Our First Seder in Space

There’s going to be a seder in space in the next few years. It won’t be a lot of people, at least not the first night. But we, the Jewish people, are totally unprepared.

When seeing the earth as a whole from space, astronauts have described an expansion in their consciousness. As their viewpoint grows to include the whole world, their compassion and personal journey for meaning also expand to include all of humanity. They return energized, bigger than when they left.

However, we the Jewish people, who have long ago spread across the world, can’t even accept ourselves. We justify xenophobia, ethno-centrism, and competing historical accounts to exclude fellow Jews. For the emerging generation colonizing space, we need to reconceptualize ourselves, the Jewish people, as a civilization. We are not a singular Judaism nor a singular Jewish culture. Rather, we are part of an ancient yet richly enduring enterprise of many Judaisms and many Jewish cultures.

Passover is a medium to relive and therefore recreate our origin story. It’s an age-old technology to articulate ourselves: past, present, and future. Just as astronauts leave the established world into the infinite possibilities of outer space, so too did we leave the dominant civilization in order to be free. Like the astronaut seeing the continents and oceans as one, at the seder we experience the Jewish story across epochs as a whole continuing through our voices. Both are multigenerational sagas, journeys into the unknown. With the Exodus, it’s our duty to retell it, to relive it. With the space age, it’s here, and there is no time for our bread to rise.

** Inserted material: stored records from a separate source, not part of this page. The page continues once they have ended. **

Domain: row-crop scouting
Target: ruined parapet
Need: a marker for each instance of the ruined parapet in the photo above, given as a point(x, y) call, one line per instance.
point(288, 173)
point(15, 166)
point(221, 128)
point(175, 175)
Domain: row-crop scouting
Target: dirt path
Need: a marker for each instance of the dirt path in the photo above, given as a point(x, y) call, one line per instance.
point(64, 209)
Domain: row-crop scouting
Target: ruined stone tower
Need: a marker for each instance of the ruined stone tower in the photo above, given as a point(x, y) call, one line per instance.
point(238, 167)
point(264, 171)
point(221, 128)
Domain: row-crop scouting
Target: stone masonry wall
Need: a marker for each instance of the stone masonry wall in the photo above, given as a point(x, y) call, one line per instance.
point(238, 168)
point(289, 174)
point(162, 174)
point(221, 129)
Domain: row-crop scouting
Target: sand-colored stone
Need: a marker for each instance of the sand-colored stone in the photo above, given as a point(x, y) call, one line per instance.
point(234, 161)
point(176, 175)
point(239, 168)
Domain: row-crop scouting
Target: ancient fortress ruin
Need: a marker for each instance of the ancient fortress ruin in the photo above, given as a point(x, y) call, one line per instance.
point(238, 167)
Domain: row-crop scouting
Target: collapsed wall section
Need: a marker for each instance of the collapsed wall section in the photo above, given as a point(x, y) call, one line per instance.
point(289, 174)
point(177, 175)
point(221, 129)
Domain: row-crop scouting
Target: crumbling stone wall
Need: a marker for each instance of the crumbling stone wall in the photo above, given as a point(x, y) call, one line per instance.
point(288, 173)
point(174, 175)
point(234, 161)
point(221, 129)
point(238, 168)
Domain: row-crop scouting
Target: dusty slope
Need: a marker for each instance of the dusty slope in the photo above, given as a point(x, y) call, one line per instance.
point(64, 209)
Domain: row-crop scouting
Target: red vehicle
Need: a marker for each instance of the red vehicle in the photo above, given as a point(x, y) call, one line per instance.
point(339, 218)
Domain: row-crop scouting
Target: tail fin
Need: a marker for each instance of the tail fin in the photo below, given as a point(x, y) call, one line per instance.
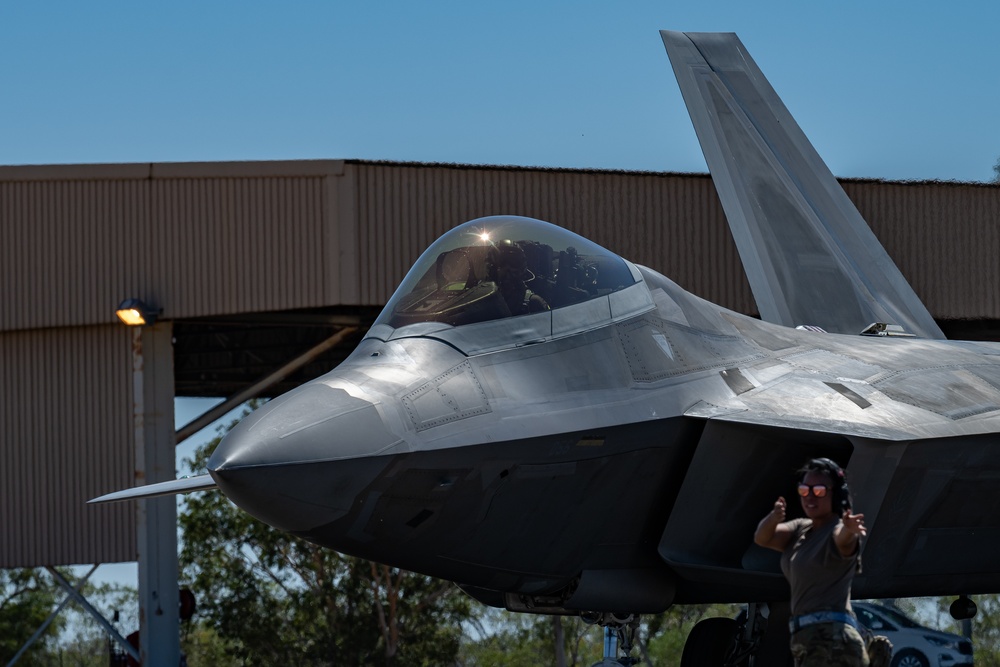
point(809, 255)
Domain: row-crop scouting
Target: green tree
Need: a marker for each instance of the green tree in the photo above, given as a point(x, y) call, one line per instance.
point(500, 638)
point(275, 599)
point(26, 600)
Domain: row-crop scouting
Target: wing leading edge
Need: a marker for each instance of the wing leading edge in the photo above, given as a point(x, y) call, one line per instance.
point(809, 255)
point(169, 488)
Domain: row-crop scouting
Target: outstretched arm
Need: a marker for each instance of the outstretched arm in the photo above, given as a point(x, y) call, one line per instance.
point(772, 531)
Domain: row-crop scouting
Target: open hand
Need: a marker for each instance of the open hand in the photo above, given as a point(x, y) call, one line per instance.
point(854, 524)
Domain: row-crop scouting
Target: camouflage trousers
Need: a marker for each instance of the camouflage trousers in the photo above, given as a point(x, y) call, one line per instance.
point(829, 645)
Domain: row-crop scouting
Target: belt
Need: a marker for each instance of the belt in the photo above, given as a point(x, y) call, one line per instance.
point(799, 622)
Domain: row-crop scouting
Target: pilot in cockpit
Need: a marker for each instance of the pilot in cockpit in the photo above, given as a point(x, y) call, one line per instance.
point(511, 272)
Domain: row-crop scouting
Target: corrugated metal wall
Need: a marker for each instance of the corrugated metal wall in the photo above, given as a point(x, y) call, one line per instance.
point(943, 236)
point(65, 437)
point(227, 238)
point(211, 239)
point(195, 239)
point(670, 222)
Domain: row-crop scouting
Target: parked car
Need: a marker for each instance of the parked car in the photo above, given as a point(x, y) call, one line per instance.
point(914, 645)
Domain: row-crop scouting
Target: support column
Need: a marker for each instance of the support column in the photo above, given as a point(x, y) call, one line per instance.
point(153, 418)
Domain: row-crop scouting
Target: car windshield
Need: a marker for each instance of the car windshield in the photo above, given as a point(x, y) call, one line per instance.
point(503, 266)
point(898, 618)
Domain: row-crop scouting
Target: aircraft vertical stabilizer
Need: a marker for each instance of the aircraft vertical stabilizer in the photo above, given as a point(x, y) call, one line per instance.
point(809, 255)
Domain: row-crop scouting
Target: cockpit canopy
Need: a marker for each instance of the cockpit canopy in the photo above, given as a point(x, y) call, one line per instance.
point(503, 266)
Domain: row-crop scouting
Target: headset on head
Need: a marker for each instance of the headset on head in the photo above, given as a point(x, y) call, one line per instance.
point(841, 493)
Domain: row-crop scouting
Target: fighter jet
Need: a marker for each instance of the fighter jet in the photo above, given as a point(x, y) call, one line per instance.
point(559, 430)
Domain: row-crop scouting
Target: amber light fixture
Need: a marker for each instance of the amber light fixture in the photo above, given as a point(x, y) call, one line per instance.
point(136, 312)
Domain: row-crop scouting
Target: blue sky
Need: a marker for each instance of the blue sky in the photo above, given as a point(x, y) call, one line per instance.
point(896, 90)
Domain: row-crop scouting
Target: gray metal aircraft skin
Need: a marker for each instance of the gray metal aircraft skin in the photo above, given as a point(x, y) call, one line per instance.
point(614, 451)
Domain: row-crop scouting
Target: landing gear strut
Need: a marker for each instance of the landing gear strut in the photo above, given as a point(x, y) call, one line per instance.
point(739, 642)
point(619, 633)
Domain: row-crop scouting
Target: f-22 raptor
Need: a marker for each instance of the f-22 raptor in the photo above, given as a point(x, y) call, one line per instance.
point(558, 430)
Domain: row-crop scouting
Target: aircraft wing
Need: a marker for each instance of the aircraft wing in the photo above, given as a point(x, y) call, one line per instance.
point(809, 256)
point(172, 487)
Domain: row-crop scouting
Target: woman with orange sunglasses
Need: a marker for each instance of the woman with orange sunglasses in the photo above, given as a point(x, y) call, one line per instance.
point(820, 554)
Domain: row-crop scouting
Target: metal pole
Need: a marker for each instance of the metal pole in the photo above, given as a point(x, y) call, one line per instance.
point(156, 518)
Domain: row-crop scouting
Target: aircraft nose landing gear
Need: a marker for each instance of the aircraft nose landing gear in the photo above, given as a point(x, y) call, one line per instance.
point(619, 632)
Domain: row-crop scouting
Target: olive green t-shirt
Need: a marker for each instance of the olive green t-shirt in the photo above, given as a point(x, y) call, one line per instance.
point(819, 576)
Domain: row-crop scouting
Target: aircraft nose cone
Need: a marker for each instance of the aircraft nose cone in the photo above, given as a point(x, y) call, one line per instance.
point(312, 423)
point(300, 460)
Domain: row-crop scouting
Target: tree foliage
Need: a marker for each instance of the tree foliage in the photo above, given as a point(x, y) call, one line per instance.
point(26, 599)
point(275, 599)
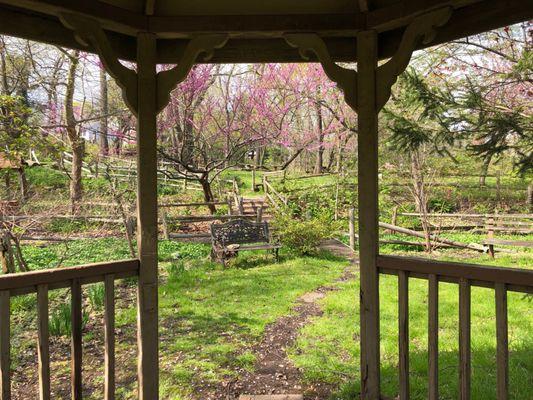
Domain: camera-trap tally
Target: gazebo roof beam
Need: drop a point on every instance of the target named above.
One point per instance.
(465, 21)
(42, 28)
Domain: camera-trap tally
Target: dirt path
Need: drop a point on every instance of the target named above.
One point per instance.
(273, 372)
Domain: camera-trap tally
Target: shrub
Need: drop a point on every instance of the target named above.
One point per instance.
(175, 270)
(302, 237)
(60, 320)
(96, 295)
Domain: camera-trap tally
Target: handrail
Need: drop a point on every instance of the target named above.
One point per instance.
(24, 283)
(518, 280)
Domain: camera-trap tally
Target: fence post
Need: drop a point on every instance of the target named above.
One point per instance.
(351, 218)
(253, 180)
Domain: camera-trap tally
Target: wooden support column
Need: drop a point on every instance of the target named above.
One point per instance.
(148, 341)
(368, 213)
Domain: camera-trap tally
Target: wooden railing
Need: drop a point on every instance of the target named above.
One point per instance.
(501, 280)
(272, 194)
(41, 282)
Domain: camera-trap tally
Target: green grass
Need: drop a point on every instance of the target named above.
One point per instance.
(212, 316)
(327, 350)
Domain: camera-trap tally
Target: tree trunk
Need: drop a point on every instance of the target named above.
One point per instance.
(208, 193)
(104, 110)
(76, 141)
(7, 180)
(484, 171)
(530, 196)
(23, 183)
(420, 196)
(319, 166)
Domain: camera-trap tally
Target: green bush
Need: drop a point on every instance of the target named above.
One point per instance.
(96, 295)
(41, 177)
(302, 237)
(60, 320)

There’s a joke about a lone Jew in space, or a desert island, somewhere remote. Though alone, there’s two shuls – the one they go to and the one they’d never visit. There’s an honesty to the quirky and contradictory depiction of the Jew in the joke, resonant of the relationships many have with their own communities.

From the outside, though, the joke is sad. Ingrained social division echoes the fearful, disparate tribalism of a primitive, pre-Exodus humanity. The joke probes the assumptions of a “true” Judaism, resonating the objection to and exclusion of many Judaisms and many Jewish cultures.

When we recall the Exodus at the Passover seder, we retell of all the tribes, together, yet still distinct in their tribe-hood. What’s lost on the Jew in the joke, who is play-acting a shtetl-mired mindset, is the opportunity to live in the present and to create the future.

While the joke is enjoyed by religious and secular Jews alike, it reflects a divided people. This division is real, resting upon the fallacy of historical Jewish homogeneity. A fallacy that Jewish civilization ought to be one thing, and that all Jewish people were once of a certain lifestyle and will return to a certain lifestyle again. However, it’s not history, it’s not the future. It’s not even Torah: It’s a mythology.

Typically, the simplicity of such thinking relegates xenophobic communities to rural social peripheries. However, adherents of such Judaisms have extensively lobbied and marketed to have their mythologies dominate our civilization and define our identities. They have effectively obstructed opportunities for inclusivity with the mosaic of Jewish peoples that make up our civilization.

Instead of a civilization dominated by mythology, we need to live mythically with one another. The media theorist, Marshall McLuhan, offers a distinction between consuming mythology and living mythically. Mythologies are stories told to explain the unknown. Living mythically is an attempt to forgo a point of view switching to “a mode of simultaneous awareness of a complex group of causes and effects.” Modern youth live mythically. They are not looking in the rearview mirror, as McLuhan would say, they are not attempting today’s work with yesterday’s concepts.

When I studied at the Conservative Yeshiva in Jerusalem, our Rosh Yeshiva, Dr. Rabbi Ritchie Lewis would say in response to questions formulated “…doesn’t Judaism say…” something like: Be Careful. Judaism is thousands of people over thousands of years speaking on thousands of issues.

To which I add, we are a civilization, of many Judaisms and many Jewish cultures. To be a light to other nations and beyond, we need to accept ourselves.

It’s likely there will be seders in space within the decade and seders on Mars not long after. If it’s not earthly gravity, is it still kosher? If the participants are mostly gentile, from earth or beyond, is it still Jewish? Are people disconnected from the Matzah if its printed from a machine? When heading to Mars, without the intention of returning to Earth, what do the words “next year in Jerusalem” even mean?

Astronauts will be limited in what they can carry but they bring forth humanity. The space age ethos for discovery is absolutely Jewish but is incongruent with fallacies of homogeneity. The universe is vast, and our stories barely imagine what we don’t know.

Being in awe, including others, and asking better questions are Jewish values and necessary skills for the space age. They’re embodied by Albert Einstein and they are the process of the Passover seder. If our civilization is to persist in the space age, Jews must welcome other Judaisms and Jewish cultures in their story of our people.

Jewish civilization is unprepared for the space age so long as we project our past into uncharted possibility. Just like the Jews leaving Egypt, we, the Jews at the dawn of the space age, go forward boldly. We will once again be limited in what we can bring yet unlimited in who we will become.